One problem I always run into in my small garden is how much of any one crop to plant. Of course, I know we’ll use all the tomatoes, eggplant and cucumbers we can grow. A four-foot row of peas wasn’t nearly enough to make them worth the space, and four feet of kale is more than enough. Before this year, I hadn’t grown cabbage. But I’ve been growing fond of it, cooked and raw, in a lot of ways, and red cabbage in particular is really packed with vitamins. 

So this spring when I saw some red cabbage seedlings, and planted the lot of them. All nine. In a little less than a four-foot row. The right number of seedlings to plant in that space was four or probably three. Over the growing season, one of my nine seedlings got pulled out by birds (or dogs,) and I thinned out two more over time.
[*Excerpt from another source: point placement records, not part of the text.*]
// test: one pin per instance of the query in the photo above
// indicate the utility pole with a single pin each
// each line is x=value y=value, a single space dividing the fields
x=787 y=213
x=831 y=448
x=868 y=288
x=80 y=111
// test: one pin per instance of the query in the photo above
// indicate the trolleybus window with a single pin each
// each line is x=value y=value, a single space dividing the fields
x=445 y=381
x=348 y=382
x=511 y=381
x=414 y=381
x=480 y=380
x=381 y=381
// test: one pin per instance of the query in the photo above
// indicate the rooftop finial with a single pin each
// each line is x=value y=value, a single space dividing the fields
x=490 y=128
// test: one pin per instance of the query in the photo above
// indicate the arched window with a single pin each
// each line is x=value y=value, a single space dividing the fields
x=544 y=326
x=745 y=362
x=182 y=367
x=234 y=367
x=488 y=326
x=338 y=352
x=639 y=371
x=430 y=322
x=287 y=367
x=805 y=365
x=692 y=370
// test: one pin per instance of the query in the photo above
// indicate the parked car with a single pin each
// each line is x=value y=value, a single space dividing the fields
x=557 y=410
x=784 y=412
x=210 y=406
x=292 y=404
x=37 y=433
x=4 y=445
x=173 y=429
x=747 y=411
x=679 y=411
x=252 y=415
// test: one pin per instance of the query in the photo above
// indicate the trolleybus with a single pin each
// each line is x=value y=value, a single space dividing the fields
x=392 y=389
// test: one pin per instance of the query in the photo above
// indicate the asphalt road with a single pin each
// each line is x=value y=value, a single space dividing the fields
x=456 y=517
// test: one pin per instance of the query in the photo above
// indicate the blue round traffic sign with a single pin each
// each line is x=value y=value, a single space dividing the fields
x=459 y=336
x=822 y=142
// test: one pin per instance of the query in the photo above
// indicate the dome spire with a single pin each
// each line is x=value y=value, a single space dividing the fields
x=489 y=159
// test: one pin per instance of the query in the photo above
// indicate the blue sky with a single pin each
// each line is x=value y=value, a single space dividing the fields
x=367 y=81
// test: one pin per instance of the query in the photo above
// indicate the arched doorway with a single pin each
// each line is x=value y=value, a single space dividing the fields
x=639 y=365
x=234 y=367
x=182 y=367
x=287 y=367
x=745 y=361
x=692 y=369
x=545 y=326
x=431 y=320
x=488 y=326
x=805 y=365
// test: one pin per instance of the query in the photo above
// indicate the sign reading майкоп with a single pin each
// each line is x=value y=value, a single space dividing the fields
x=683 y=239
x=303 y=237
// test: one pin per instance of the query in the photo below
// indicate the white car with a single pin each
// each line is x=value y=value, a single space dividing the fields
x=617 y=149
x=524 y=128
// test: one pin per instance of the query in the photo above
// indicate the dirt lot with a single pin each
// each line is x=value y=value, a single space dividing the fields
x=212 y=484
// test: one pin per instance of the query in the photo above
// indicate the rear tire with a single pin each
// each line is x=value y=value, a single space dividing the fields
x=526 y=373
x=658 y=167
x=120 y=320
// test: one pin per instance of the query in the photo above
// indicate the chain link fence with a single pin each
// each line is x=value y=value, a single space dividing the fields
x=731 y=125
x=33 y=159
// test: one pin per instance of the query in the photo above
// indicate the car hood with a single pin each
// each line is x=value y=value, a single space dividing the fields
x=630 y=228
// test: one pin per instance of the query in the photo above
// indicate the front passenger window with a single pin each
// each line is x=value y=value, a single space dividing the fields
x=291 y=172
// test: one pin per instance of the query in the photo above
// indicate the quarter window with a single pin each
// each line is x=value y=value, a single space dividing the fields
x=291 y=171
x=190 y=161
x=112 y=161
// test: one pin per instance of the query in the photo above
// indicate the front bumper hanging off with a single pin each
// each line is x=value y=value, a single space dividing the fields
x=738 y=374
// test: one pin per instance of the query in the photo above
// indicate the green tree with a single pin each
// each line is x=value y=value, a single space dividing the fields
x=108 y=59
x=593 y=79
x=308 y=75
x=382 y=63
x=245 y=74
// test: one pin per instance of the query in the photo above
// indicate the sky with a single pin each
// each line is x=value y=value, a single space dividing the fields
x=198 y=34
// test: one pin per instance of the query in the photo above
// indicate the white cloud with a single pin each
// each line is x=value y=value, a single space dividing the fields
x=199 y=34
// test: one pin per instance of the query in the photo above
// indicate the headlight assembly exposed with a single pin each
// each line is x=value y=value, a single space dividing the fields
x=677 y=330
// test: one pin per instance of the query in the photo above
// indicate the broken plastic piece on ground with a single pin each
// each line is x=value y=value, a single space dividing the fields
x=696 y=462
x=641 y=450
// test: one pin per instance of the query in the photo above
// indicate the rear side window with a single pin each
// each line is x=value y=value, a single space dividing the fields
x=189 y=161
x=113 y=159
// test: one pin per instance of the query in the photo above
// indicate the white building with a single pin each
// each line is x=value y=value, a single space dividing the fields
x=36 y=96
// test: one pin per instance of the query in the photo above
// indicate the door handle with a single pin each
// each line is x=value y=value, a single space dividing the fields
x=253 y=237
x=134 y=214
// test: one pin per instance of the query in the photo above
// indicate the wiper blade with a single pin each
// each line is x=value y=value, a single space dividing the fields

They’re still too close together, and the one at the end with the most light is growing at the expense of the others.

Lots of cabbages, crowded together.

Next year, I really have to think more about the eventual size of each plant and more about how much of each crop I can actually use. For the space they take up, three or four cabbages next year would be about right. They should keep growing until at least the first frost, but I can probably harvest a few earlier than that. But unless we’re going to eat five pounds of cabbage a week, there’s no need for nine.

Scout is looking good by the biggest cabbage.

The other thing to remember is that red cabbage is a really ornamental plant. I might try growing it in some of the flower bed next year, maybe in pots, or maybe directly in the ground. That would free up space for a more compact crop.